The thin blue bull's-eye patterns in these eight Hubble Space Telescope images appear like neon signs floating over reddish-white blobs. The blobs are giant elliptical galaxies roughly 2 to 4 billion light-years away. The bull's-eye patterns are created as the light from galaxies twice as far away is distorted into circular shapes by the gravity of the giant elliptical galaxies. This phenomenon is called gravitational lensing, first predicted by Albert Einstein almost a century ago. Gravitational lensing occurs when the gravitational field from a massive object warps space and deflects light from a distant object behind it.
The bull's-eye patterns are so-called "Einstein rings," which are the most elegant manifestation of the lensing phenomenon. Einstein rings are produced when two galaxies are almost perfectly aligned, one behind the other.
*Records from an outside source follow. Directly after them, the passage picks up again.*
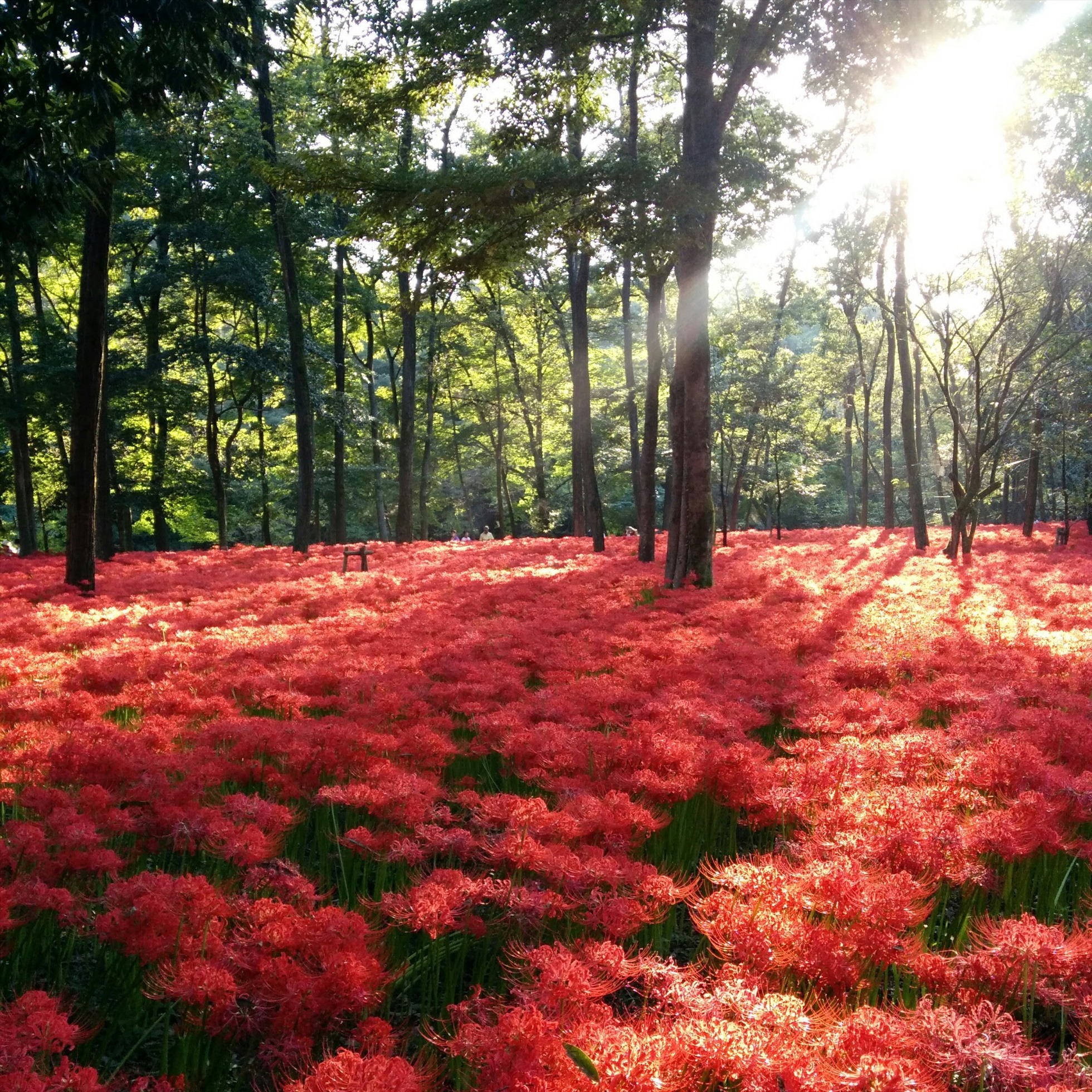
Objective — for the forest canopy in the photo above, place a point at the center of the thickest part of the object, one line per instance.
(345, 271)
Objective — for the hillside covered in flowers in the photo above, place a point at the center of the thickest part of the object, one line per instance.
(509, 816)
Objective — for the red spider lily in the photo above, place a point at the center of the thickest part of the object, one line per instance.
(919, 729)
(155, 915)
(351, 1072)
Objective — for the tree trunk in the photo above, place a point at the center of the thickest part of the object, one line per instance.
(534, 437)
(706, 113)
(298, 355)
(87, 386)
(655, 350)
(267, 537)
(459, 458)
(866, 427)
(737, 486)
(430, 418)
(382, 528)
(1034, 484)
(17, 422)
(690, 525)
(909, 416)
(338, 518)
(104, 519)
(851, 497)
(212, 411)
(158, 410)
(403, 523)
(627, 332)
(942, 491)
(583, 454)
(888, 392)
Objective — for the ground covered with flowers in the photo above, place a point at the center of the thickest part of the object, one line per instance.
(510, 816)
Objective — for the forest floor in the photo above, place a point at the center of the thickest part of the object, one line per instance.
(513, 816)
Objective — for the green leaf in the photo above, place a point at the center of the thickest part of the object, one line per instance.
(582, 1061)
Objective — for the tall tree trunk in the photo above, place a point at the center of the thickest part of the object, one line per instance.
(498, 448)
(17, 422)
(104, 517)
(888, 392)
(627, 332)
(909, 389)
(87, 386)
(866, 427)
(583, 454)
(942, 491)
(627, 283)
(655, 350)
(1034, 483)
(430, 418)
(338, 518)
(737, 486)
(382, 528)
(403, 522)
(534, 439)
(267, 535)
(158, 409)
(298, 353)
(851, 496)
(706, 113)
(212, 409)
(459, 458)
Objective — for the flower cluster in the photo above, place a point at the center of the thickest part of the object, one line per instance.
(823, 827)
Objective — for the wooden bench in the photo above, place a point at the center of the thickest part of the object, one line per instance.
(362, 552)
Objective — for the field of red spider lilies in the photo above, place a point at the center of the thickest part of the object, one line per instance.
(511, 817)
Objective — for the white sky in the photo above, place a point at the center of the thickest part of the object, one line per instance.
(942, 126)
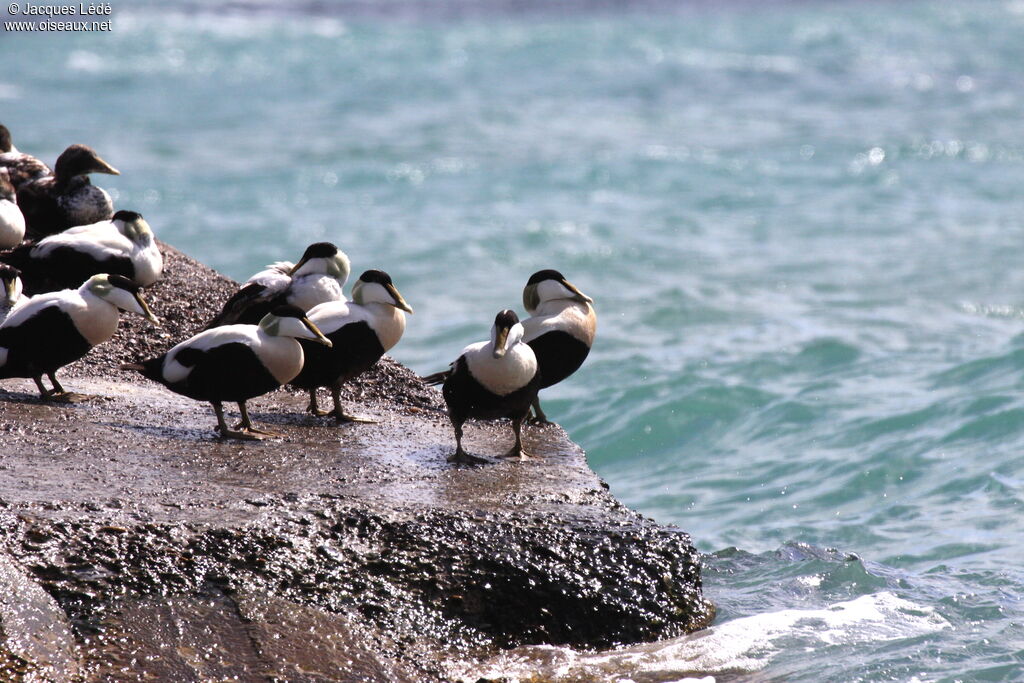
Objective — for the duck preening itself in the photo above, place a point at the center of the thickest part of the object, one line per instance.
(11, 295)
(360, 331)
(11, 220)
(560, 329)
(316, 279)
(124, 245)
(52, 330)
(54, 203)
(489, 380)
(236, 363)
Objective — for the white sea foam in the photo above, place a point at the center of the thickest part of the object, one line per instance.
(744, 644)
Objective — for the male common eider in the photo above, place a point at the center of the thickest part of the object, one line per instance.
(11, 220)
(361, 330)
(54, 203)
(22, 167)
(124, 246)
(52, 330)
(236, 363)
(317, 278)
(491, 380)
(6, 145)
(10, 291)
(560, 329)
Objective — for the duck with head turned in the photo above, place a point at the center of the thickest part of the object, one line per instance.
(560, 329)
(22, 167)
(52, 330)
(54, 203)
(317, 278)
(124, 245)
(360, 331)
(236, 363)
(491, 379)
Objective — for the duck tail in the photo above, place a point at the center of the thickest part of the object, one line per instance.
(436, 378)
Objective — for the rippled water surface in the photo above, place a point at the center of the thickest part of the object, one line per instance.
(801, 221)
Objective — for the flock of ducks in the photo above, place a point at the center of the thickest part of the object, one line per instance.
(289, 324)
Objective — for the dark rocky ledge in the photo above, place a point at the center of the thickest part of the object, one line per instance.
(138, 546)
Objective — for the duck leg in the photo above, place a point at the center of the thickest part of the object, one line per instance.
(460, 456)
(339, 413)
(223, 429)
(517, 452)
(313, 408)
(44, 393)
(56, 393)
(247, 424)
(539, 417)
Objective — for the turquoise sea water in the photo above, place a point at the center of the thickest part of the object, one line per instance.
(801, 221)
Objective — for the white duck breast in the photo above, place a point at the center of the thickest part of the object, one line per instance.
(11, 219)
(235, 363)
(561, 329)
(11, 224)
(51, 330)
(124, 246)
(316, 279)
(360, 331)
(11, 296)
(281, 357)
(502, 376)
(491, 380)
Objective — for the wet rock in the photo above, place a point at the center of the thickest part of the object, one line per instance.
(334, 553)
(36, 640)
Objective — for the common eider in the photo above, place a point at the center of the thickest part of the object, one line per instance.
(22, 167)
(489, 380)
(361, 330)
(236, 363)
(52, 330)
(560, 329)
(54, 203)
(124, 245)
(6, 144)
(11, 295)
(11, 220)
(317, 278)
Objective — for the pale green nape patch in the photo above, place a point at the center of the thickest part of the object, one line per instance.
(357, 295)
(339, 266)
(270, 325)
(138, 230)
(530, 299)
(99, 286)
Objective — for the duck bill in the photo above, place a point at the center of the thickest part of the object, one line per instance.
(580, 296)
(398, 301)
(500, 340)
(102, 167)
(317, 335)
(146, 311)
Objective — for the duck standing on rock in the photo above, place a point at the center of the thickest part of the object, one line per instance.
(560, 329)
(22, 167)
(317, 278)
(52, 330)
(54, 203)
(124, 245)
(360, 331)
(11, 219)
(236, 363)
(10, 291)
(489, 380)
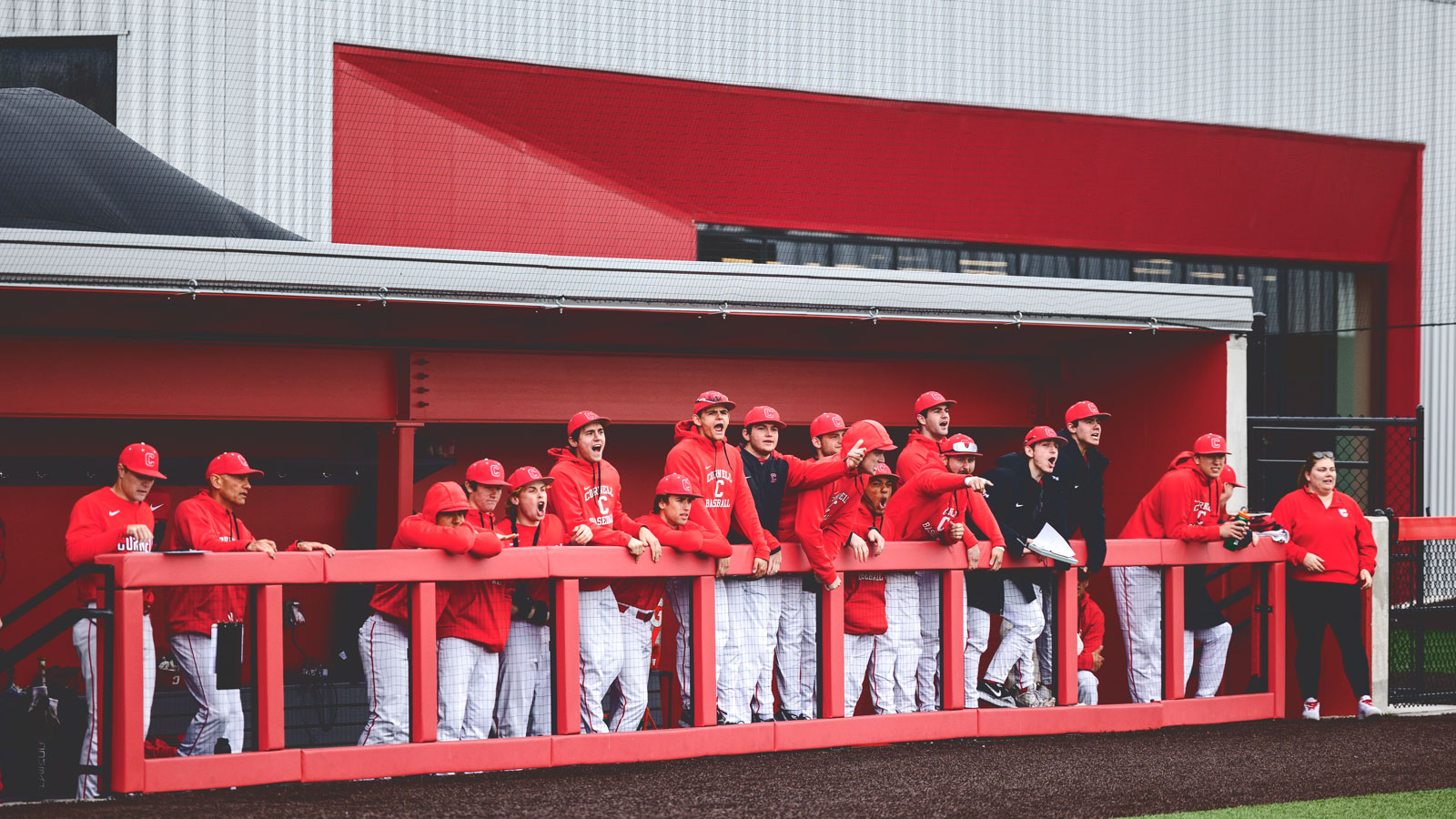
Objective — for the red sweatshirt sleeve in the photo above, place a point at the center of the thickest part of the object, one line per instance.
(1176, 503)
(568, 501)
(419, 533)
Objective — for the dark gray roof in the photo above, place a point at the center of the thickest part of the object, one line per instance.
(66, 167)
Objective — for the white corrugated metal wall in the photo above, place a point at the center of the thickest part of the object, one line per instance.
(238, 92)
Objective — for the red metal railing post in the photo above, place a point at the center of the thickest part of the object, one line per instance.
(268, 603)
(568, 654)
(953, 640)
(127, 734)
(424, 675)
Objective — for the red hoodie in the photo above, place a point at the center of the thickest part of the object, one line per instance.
(1340, 535)
(917, 453)
(934, 499)
(645, 592)
(420, 531)
(98, 526)
(590, 493)
(718, 471)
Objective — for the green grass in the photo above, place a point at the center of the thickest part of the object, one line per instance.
(1411, 804)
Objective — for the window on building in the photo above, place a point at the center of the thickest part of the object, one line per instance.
(76, 67)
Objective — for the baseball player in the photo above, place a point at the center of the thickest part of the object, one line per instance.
(775, 605)
(1184, 506)
(641, 598)
(587, 496)
(1091, 629)
(1024, 496)
(385, 636)
(113, 519)
(931, 504)
(523, 705)
(208, 522)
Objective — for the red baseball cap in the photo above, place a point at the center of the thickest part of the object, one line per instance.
(676, 484)
(960, 443)
(1085, 410)
(1041, 433)
(929, 399)
(487, 472)
(763, 416)
(711, 398)
(528, 475)
(142, 458)
(1210, 443)
(230, 464)
(826, 423)
(582, 419)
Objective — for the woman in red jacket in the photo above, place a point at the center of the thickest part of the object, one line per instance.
(1332, 550)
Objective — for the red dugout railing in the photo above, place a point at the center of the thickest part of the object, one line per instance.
(274, 763)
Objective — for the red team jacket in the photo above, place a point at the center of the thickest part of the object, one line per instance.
(98, 526)
(592, 494)
(718, 471)
(1091, 627)
(420, 531)
(647, 592)
(1340, 535)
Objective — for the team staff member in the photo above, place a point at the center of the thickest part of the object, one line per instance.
(1183, 506)
(703, 455)
(587, 496)
(523, 705)
(113, 519)
(385, 636)
(1026, 497)
(208, 522)
(932, 504)
(641, 598)
(1332, 551)
(775, 605)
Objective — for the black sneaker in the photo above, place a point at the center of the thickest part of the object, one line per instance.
(995, 694)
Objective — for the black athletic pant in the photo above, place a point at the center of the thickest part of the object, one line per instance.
(1340, 606)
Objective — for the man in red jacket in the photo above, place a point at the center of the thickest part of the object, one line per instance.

The images were taken between August 2004 and March 2005 by the Hubble telescope's Advanced Camera for Surveys. They are part of an ongoing survey, called the Sloan Lens ACS (or SLACS) Survey, of about 150 galaxies to hunt for gravitational lenses. So far, the survey has netted 19 new gravitational lenses, adding significantly to the 100 or so previously known lenses. The survey also has identified eight new Einstein rings. Only three such rings had been seen previously in visible light.